It was in a stream, not a studio, that Lee Horus Clark first handled clay. He remembers scooping it up from the stream bottom, back when he spent his days climbing trees in view of the world’s longest covered bridge just outside Hartland, New Brunswick. “I have a very distinct memory of playing with the clay and thinking about it, and knowing that you could make stuff with it,” says Clark, a ceramist who creates wood-fired pottery.
The source of that first artistic encounter never falls far from his sight. He still lives by the water, along the St. John River in Queenstown, N.B. He and his wife, Yolande Clark, a fellow potter, built a nearly eight-metre-long Japanese anagama kiln in their backyard. In late May or early June, they load months of work into it and wait as raw clay heats to 13,000 degrees Celsius to form a natural ash glaze.
“It is a process that never is lacking in new possibilities,” says Clark. “It’s practically impossible to get the exact same thing twice. Sometimes they break, sometimes they crack, and sometimes they can fall over. But also, any one of those happenings can turn out to be a blessing.”
Pottery wasn’t Clark’s first choice. He attended the New Brunswick College of Craft and Design in Fredericton for photography and discovered the wood-fire technique in textbooks and magazines. “I had a hard time wrapping my mind around it, but there was a quality about it that I loved, that I became obsessed with, and I just had to do it,” he says.
When he finished school, he received a truckload of bricks to build his first kiln. He’s now built six for potters in the U.S. and Japan. “You get to learn your kiln and learn what the possibilities are, and then start to play with what’s going on in there,” he says. “It’s kind of a life-long relationship.”
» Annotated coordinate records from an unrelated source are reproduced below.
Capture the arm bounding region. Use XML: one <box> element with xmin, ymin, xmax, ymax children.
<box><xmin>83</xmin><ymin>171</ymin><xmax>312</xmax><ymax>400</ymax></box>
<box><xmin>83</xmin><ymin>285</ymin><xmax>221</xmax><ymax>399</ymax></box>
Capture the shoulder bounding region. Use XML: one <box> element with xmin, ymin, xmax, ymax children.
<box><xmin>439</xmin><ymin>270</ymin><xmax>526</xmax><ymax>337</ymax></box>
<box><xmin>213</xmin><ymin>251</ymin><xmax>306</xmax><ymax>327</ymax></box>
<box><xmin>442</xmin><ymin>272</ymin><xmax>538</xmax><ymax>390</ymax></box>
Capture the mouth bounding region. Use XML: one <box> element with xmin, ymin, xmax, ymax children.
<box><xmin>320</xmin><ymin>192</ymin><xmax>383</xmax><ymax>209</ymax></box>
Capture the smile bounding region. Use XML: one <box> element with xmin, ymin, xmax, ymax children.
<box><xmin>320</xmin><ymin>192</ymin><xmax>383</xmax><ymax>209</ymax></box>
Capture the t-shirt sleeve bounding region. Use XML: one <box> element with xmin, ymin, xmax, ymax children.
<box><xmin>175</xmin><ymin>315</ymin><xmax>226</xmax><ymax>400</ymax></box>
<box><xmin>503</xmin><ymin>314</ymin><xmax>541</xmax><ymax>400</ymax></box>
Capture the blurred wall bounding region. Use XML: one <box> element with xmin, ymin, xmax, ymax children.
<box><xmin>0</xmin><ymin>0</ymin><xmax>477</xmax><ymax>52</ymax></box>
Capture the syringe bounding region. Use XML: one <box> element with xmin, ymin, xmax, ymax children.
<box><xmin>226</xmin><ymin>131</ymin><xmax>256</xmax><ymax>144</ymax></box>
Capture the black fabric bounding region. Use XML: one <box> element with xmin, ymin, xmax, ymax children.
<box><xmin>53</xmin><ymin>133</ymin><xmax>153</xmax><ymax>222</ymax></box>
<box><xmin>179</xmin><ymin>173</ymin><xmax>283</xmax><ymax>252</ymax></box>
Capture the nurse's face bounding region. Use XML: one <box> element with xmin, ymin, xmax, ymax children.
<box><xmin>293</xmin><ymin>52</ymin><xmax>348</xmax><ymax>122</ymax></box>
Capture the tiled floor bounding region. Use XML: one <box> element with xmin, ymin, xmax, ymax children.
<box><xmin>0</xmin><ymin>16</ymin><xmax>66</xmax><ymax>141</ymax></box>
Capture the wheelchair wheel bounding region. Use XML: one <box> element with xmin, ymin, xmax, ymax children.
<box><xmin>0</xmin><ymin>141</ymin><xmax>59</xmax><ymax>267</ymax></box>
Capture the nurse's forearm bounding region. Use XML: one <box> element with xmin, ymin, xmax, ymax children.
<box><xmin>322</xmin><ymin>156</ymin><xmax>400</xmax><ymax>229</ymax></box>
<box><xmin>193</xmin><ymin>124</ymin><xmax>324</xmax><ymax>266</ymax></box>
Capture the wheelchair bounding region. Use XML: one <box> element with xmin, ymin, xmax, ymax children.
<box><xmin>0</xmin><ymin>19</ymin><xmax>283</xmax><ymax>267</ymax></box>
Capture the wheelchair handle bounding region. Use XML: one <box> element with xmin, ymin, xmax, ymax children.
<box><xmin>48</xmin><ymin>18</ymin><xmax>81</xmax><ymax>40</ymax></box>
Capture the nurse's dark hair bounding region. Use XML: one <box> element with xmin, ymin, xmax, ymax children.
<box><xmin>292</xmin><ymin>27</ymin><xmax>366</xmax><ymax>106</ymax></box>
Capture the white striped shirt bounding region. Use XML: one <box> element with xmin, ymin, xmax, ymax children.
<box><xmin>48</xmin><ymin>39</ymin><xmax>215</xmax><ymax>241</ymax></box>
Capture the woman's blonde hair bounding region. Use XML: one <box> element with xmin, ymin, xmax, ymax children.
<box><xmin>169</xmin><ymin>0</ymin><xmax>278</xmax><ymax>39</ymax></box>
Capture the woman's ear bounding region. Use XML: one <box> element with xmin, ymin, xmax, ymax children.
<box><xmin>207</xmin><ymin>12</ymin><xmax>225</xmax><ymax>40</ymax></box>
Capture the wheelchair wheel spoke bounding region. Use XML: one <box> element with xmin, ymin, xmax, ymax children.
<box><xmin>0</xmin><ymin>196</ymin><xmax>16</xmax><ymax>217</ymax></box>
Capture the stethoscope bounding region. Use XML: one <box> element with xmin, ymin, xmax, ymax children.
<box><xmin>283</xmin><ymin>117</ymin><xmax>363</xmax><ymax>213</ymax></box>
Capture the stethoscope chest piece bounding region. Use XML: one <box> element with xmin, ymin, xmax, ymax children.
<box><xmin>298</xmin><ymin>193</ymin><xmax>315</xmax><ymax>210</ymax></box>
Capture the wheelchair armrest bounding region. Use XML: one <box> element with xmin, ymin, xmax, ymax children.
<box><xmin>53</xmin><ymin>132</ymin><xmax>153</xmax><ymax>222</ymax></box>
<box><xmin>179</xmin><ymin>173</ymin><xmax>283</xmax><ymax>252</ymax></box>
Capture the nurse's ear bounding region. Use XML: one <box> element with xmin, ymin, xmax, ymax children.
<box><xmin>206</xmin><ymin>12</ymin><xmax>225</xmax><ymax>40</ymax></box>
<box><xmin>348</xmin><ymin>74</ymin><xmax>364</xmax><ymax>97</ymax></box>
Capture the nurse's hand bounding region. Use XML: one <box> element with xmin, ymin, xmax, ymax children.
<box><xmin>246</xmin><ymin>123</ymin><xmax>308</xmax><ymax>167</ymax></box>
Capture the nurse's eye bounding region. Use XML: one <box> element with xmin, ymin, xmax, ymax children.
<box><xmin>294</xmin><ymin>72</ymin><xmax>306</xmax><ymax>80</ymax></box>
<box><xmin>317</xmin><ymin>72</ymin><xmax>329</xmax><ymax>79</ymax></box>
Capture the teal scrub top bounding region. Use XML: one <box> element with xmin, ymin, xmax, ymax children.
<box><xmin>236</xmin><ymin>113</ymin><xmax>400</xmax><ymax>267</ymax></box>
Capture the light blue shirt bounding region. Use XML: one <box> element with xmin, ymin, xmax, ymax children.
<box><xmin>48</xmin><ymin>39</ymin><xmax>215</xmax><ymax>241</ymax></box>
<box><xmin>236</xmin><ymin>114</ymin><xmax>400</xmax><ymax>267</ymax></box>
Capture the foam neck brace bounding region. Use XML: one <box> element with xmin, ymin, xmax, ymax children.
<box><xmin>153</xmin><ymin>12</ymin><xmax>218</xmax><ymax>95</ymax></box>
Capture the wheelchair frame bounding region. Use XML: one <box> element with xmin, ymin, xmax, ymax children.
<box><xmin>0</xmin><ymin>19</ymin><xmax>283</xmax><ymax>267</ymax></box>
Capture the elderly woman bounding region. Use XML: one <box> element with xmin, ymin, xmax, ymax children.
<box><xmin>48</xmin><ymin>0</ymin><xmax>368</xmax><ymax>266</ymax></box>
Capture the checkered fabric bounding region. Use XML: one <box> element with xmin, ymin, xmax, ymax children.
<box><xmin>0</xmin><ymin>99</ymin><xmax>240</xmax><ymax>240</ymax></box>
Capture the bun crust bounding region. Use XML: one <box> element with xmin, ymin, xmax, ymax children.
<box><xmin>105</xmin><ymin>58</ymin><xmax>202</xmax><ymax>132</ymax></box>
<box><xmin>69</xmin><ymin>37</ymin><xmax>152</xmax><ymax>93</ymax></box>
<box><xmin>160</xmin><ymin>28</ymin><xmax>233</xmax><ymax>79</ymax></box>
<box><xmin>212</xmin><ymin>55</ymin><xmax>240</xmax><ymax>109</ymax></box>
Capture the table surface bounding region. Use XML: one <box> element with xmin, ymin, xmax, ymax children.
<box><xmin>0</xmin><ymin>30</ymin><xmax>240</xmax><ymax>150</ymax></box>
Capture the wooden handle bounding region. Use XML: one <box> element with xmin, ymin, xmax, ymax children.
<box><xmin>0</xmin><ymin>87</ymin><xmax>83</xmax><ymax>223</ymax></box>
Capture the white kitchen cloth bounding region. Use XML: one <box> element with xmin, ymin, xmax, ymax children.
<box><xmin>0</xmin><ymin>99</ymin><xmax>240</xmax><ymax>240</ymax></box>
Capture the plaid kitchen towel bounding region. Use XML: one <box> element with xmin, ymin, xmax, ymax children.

Clark’s bowls, vases, and sculptures are inspired by his young kids, and by the river and woods around his house. He often works with Yolande, and together they presented their “most adventurous work” at Fredericton’s Gallery 78, which featured 100 clay figurines, 50 sitting and 50 standing. The Buckland Merrifield Gallery in Saint John is also showing their work.
Clark says the next frontier is returning to where it all began. He’s begun experimenting with natural materials, like rock, granite glazes, and local clay deposits. “It will open an entirely wider range of possibilities,” he says. “With purchased clay, it’s quite homogenous. You know exactly what you’re going to get.”